- FILL ’ER UP It would be really cool if those pumps flowed with wine.
'I don't want to say millennials," says James Harder, co-owner of Tank Garage Winery in Calistoga, when asked how the wine industry has changed in the last decade. He doesn't really have to.
Tank Garage, situated in a restored 1930s service station on Highway 128, speaks volumes to the new wave of the region's winetasting culture. With its hip, old-meets-new exterior, vintage pinball machines and a slick "speakeasy" lounge in the back, the new project from two wine-industry veterans is as millennial-friendly as they come: experiential, photogenic, easy on the educational info and big on fun.

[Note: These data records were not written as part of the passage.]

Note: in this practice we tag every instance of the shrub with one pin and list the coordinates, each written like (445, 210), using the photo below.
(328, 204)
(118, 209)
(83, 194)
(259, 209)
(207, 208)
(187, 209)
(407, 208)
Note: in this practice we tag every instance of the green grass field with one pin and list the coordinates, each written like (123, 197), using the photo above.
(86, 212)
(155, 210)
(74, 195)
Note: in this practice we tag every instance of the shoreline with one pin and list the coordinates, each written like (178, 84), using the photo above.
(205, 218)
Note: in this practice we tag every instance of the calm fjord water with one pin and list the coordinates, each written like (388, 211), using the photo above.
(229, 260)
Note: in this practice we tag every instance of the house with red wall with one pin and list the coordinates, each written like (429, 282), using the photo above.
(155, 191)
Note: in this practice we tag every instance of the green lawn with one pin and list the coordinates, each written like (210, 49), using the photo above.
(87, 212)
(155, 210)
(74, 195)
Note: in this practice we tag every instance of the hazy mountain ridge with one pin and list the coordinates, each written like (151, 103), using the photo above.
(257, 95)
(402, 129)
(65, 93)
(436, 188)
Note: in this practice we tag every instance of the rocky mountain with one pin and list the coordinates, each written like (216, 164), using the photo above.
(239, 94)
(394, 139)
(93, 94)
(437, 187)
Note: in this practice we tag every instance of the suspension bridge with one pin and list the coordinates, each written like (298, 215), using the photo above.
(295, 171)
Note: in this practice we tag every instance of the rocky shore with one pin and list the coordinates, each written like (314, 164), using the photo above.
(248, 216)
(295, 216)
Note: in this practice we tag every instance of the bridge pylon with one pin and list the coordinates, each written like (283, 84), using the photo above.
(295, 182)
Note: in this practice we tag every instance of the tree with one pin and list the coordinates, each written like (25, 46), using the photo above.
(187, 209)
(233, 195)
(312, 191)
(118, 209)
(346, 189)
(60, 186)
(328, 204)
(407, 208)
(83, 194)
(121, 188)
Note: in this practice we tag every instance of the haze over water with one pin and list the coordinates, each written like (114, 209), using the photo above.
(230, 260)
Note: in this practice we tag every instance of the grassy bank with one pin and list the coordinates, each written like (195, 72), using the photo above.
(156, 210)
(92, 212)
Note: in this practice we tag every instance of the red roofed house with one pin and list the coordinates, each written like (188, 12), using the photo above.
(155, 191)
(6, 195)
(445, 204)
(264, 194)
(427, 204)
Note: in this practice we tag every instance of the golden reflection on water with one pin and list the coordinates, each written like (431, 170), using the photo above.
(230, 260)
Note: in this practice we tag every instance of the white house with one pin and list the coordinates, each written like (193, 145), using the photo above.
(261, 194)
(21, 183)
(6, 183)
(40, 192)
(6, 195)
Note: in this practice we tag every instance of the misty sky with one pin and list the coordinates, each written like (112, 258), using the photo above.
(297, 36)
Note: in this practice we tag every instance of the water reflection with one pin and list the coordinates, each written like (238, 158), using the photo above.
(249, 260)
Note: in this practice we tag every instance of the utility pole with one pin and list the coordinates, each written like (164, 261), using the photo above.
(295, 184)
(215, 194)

Tank Garage is a joint venture of Jim Regusci, a third-generation Napa Valley native and owner of Regusci Winery, and Harder, formerly a VP at Vincor International and currently the owner of James Cole Winery and T-Vine Winery. As with many local projects utilizing historical locations, Tank Garage's inception was lengthy and involved endless permits and a detailed restoration process, not to mention hauling all the antiques from Harder's vast art deco collection to the property.
"There are so many chateaux, historic farmhouses, castles," Harder says, "but we wanted something that the consumer, or the emerging consumer, won't be intimidated by."
Tank Garage brings play and experimentation into the wine as well. Both Harder and Regusci's wineries specialize in Cabernet Sauvignon, "but Tank lets us experiment," Harder says. How? By outsourcing grapes from all over Northern California and creating blends, which 30-year-old winemaker Bertus van Zyl, originally from Cape Town, South Africa, bottles and pours for the crowds. Harder calls it "stylistic winemaking"—not relying on one site, but blending and being creative.
Catchy names and bold labels are part of the fun at Tank Garage. Stars Like Ours rosé (a blend of Pinot Noir, Grenache Noir and Syrah Noir) comes with a vintage photo illustrated with red stars. The All or Nothing red is adorned with a surreal painting. Boy Loves Girl is a white blend with a Roy Lichtenstein–style label. The label for the Nothing Gold Can Stay Chardonnay was designed by Bronx graffiti artist T-Kid. Bottles range from $30 to $65.
"I came in the business over 20 years ago and everything was bound by tradition," says Harder. "I think the emerging consumer—people that have been coming into the wine game in the recent 10 years—knows there are no rules, especially with all the craft beers and mixology going on. They have no preconceived notions."
These consumers might even end up contributing to the label. Harder recalls a customer taking a photo of her dad at the winery that later appeared on the label of a limited-edition wine called Hannah's Dad. This anything-goes attitude is very much in the Tank Garage style.
"You want to talk about wine," says Harder. "We'll tell you about it, but you want to talk about weather, pinball, sports team? We're game too. We have an approach of talking with [customers], not to them."
You don't have to be a millennial to enjoy that.